Is it difficult to maintain the consistency in flavour in every batch?
TB: Not really. Since we get both our beans and cacao butter from the same source, it keeps the flavour consistent.
How did you create the different flavours?
TB: We decided to base our chocolate range on the same beans from the Guatemala farm and add ingredients from Hokkaido. For example, the Chilli Sea Salt flavour uses Niseko dried chilli, Hokkaido sea salt, and Kagoshima cane sugar. The Milk Chocolate uses Hokkaido milk and Hokkaido beet sugar. We use coffee from Sprout Outdoor Espresso for our Espresso bars, and ginger from Hakko Ginger, in Kutchan, for the Hakko Ginger bars. There’s something from Hokkaido in every single bar.
What makes nicao different?
NB: We handcraft our chocolates in small batches. We do use machines, but we do a lot by hand as well. We also use many ingredients from Hokkaido. For example, last year we started making chocolates with grapes and apples from Niki-cho, near Yoichi. We make all our chocolates in our small workshop in Niseko. We’re now a team of three, including Sayuri Nakatani.
What are some of the unique flavours that you’ve created?
NB: The Chilli and Sea Salt bar sounds like an odd combination, but it works!
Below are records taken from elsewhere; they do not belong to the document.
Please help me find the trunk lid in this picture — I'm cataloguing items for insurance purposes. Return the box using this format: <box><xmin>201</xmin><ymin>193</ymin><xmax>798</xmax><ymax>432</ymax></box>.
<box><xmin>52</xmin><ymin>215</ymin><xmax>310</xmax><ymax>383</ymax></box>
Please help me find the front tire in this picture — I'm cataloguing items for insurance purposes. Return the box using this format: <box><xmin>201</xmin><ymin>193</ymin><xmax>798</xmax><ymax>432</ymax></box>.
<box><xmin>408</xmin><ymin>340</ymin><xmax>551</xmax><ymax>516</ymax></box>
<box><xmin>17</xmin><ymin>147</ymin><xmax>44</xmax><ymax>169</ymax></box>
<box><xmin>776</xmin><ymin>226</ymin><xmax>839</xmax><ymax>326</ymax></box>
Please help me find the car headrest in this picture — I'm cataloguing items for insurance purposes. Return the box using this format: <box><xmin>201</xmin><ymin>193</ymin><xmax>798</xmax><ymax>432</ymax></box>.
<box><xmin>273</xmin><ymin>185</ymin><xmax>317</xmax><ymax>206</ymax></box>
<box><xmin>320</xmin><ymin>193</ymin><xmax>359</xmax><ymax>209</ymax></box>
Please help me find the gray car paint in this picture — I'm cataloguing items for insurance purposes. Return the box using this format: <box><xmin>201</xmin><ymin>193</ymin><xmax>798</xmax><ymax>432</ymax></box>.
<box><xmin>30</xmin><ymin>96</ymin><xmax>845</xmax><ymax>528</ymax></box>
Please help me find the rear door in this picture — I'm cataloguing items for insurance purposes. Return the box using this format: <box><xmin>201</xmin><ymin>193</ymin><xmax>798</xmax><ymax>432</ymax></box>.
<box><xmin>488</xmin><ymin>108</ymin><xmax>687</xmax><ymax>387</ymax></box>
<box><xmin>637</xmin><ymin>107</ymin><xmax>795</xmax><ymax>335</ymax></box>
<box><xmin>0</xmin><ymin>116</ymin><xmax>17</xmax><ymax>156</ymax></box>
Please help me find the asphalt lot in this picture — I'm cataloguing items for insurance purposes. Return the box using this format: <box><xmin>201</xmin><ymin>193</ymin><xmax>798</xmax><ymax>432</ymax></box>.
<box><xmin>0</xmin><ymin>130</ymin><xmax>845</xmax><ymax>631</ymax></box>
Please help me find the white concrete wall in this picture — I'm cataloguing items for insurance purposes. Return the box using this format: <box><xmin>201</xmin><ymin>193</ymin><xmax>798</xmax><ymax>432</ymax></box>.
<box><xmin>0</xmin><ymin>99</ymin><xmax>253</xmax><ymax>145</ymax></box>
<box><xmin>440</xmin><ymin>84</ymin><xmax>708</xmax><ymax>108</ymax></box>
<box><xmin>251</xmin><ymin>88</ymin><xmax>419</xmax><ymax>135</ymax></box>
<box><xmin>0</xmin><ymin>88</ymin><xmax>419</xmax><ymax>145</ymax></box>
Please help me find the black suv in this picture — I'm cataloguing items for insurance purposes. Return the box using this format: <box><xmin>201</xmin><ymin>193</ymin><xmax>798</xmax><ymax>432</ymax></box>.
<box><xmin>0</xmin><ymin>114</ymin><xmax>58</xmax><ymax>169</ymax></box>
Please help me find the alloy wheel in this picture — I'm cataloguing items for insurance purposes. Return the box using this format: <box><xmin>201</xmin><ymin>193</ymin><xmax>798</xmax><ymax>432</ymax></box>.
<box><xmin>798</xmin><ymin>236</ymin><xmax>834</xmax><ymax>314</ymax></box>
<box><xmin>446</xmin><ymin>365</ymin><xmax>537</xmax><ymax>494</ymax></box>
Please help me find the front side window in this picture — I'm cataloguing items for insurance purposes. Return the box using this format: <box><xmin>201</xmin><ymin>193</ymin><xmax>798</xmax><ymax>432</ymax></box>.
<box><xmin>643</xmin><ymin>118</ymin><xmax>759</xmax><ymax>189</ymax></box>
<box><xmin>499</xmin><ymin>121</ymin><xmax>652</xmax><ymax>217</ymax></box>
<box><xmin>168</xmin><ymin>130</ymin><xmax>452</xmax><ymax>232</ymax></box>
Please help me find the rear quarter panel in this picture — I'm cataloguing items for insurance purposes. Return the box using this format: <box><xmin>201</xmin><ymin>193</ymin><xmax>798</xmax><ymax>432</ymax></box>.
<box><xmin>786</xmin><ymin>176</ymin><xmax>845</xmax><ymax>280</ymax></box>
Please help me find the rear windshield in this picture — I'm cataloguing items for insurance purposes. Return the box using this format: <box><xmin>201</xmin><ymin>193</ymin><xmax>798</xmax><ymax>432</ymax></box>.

We also have to mention our white chocolate bar—it’s the most “Hokkaido” product we make, with 65% of the ingredients coming from here. It’s not too sweet–just deliciously rich and creamy. I also love the chocolate barks (slabs) with different toppings that we make.
Which flavour do you recommend to someone trying nicao for the first time?
NB: The 9-piece taster pack! It lets you sample a variety of flavours. It’s available at Niseko View Plaza, Lawson Hirafu and Sansui Niseko.
What’s the best way to enjoy nicao chocolate?
NB: Some people like it with wine, whiskey, coffee, or on its own. Even a small piece can be satisfying, thanks to the depth of flavour.
From chocolate bars, you now have hot chocolate mix and, more recently, ice cream in your product range. What’s next for nicao?
NB: We will be launching a cacao snack called ‘Otsu’, inspired by ‘Otsukaresama’, in December. It contains roasted cacao beans, grapes from Niki, and mixed nuts from Pyram Organics in Kutchan. It’s a healthy outdoor snack and pairs wonderfully with wine or whiskey. Plus, it’s vegan too. Do look out for it!